New garden is a tribute to brave Leyland marine

The Forces Support Charity apprentice Richard Howard, project manager Andy Morton, Paul's dad Cliff and his grandad John Barlow
The Forces Support Charity apprentice Richard Howard, project manager Andy Morton, Paul's dad Cliff and his grandad John Barlow
  • Marine Paul Warren was killed in a Taliban grenade attack when he was 23
  • His parents, Cliff and Lynn, didn’t have the heart to take care of the garden their son loved to socialise in
  • With the help of The Forces Support Charity, they have now transformed it into a memorial garden for Paul

The family of a Leyland soldier who died following an explosion in Afghanistan are paying tribute to their beloved son with a special memorial in their garden.

Marine Paul Warren, 23, was killed in a Taliban grenade attack in June, 2010.

Marine Paul Warren

Marine Paul Warren

The former Balshaw’s High School pupil had just finished a gym workout with comrades at the base in Helmand Province, when the grenade was thrown into the compound.

His heartbroken family, including dad Cliff and mum Lynn, have struggled to come to terms with the tragedy, and told the Guardian that their garden – a place which Paul used to love spending time in – had become neglected since his death.

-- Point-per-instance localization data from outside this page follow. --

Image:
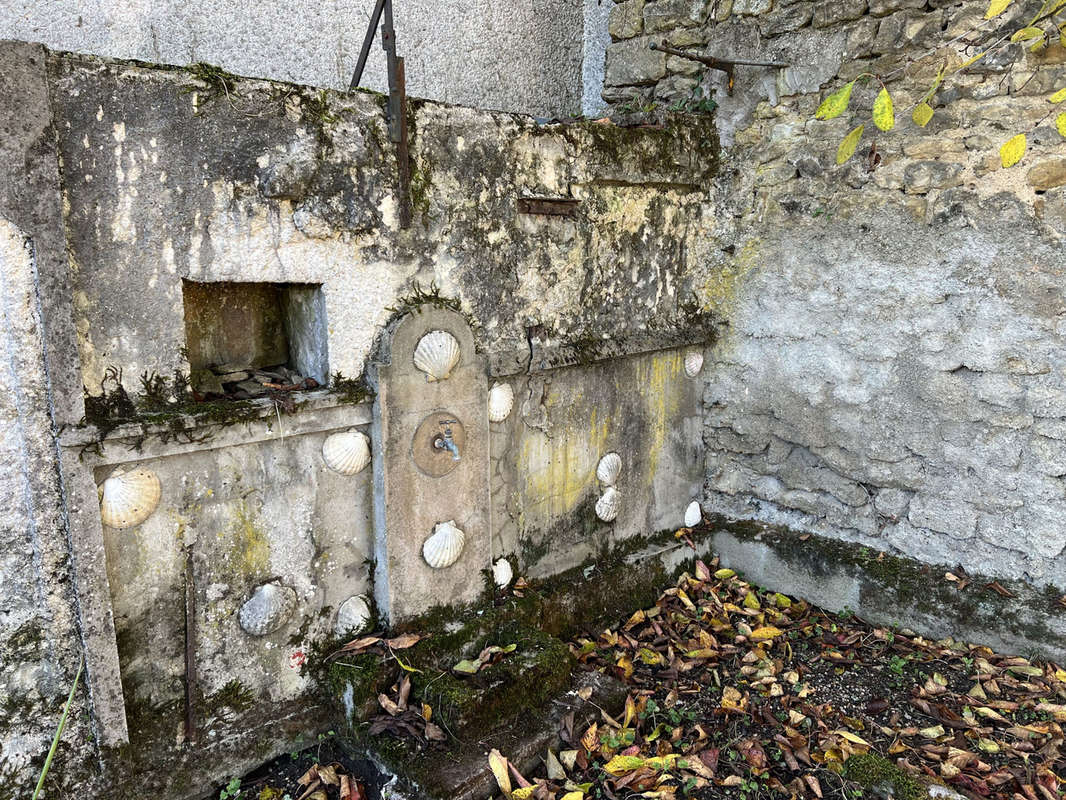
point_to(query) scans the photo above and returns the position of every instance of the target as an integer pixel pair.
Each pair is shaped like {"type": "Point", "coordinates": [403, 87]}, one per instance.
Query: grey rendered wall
{"type": "Point", "coordinates": [523, 56]}
{"type": "Point", "coordinates": [892, 372]}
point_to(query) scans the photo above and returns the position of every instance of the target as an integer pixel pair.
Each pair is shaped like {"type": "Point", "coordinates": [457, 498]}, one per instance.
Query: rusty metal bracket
{"type": "Point", "coordinates": [548, 206]}
{"type": "Point", "coordinates": [398, 98]}
{"type": "Point", "coordinates": [726, 65]}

But thanks to the generosity of a charity which helps grieving families, their garden is now a peaceful haven where they can reflect on the happy times they spent with fun-loving Paul.

The Forces Support Charity was at the Warrens’ home in Ingleborough Way, Leyland, last week, to refurbish the back garden and include a memorial arbour for Paul.

“Paul was proud to be a marine but he was very family orientated and he kept his marine life separate from his private life”

Cliff Warren

Cliff said: “We’d seen about the charity on Facebook but didn’t think we’d be worthy or needy enough.

“We’d just never had the heart to go into the garden because Paul spent a lot of time there with his friends, drinking and having barbecues.

“It brought back those memories.

“But we got a message from the charity and they said we were worthy, and they’ve created a new area for us at the bottom of the garden where we can reflect. It has a photo and a plaque with an inscription, so it’s a very important area for us now.”

Cliff and Paul’s grandad John have also got their hands dirty during the project, which has involved laying new paving, creating a feature circle and raised flower beds.

“We’ve been helping so they can move on from us and help the next family as soon as possible,” Cliff said. “It’s been good, it’s really helped.

“There’s been banter and we’ve been able to tell them all about Paul and what they’re doing this for.”

He added: “Paul loved being outside with his family.

“He was proud to be a marine but he was very family orientated and he kept his marine life separate from his private life.

“There were two sides to him, and it’s good to be able to remember the Paul we knew.”

Project manager Andy Morton said: “Most of the time we help military families who aren’t able, or have lost the motivation, to do jobs in the house and garden, following a bereavement.

“I find that the gardens tend to be more inspirational than decorating a house.

“With one project I was involved in, a grieving dad hadn’t moved from the sofa for months, but he felt motivated to help with the work and it did him a lot of good.”

Local businesses also got on board to help the Warrens.

Travis Perkins builders merchants and Marshalls Paving donated materials, and Leyland’s Tesco provided packed lunches for the men.